“What makes shit such a universal joke is that it’s an unmistakable reminder of our duality, of our soiled nature and of our will to glory. It is the ultimate lèse-majesté”. John Berger’s essay begins by describing the experience of burying a year’s worth of his household’s excrement. What follows is an extended reflection—at once philosophically detached and profoundly engaged with the inescapable stuff of life—on shit as an emblem of what it means to be on our simultaneous kinship with and profound difference from all other animals. Eris Gems make available in the form of beautifully produced saddle-stitched booklets a series of outstanding short works of fiction and non-fiction.
Author

John Peter Berger was an English art critic, novelist, painter and author. His novel G. won the 1972 Booker Prize, and his essay on art criticism Ways of Seeing, written as an accompaniment to a BBC series, is often used as a college text. Later he was self exiled to continental Europe, living between the french Alps in summer and the suburbs of Paris in winter. Since then, his production has increased considerably, including a variety of genres, from novel to social essay, or poetry.

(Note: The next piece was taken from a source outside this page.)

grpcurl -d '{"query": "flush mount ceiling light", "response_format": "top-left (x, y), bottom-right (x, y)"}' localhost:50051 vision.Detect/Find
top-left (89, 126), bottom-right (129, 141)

One of the most common themes that appears on his books is the dialectics established between modernity and memory and loss, Another of his most remarkable works has been the trilogy titled Into Their Labours, that includes the books Pig Earth (1979), Once In Europa (1983) Lilac And Flag (1990). With those books, Berger makes a meditation about the way of the peasant, that changes one poverty for another in the city. This theme is also observed in his novel King, but there his focus is more in the rural diaspora and the bitter side of the urban way of life.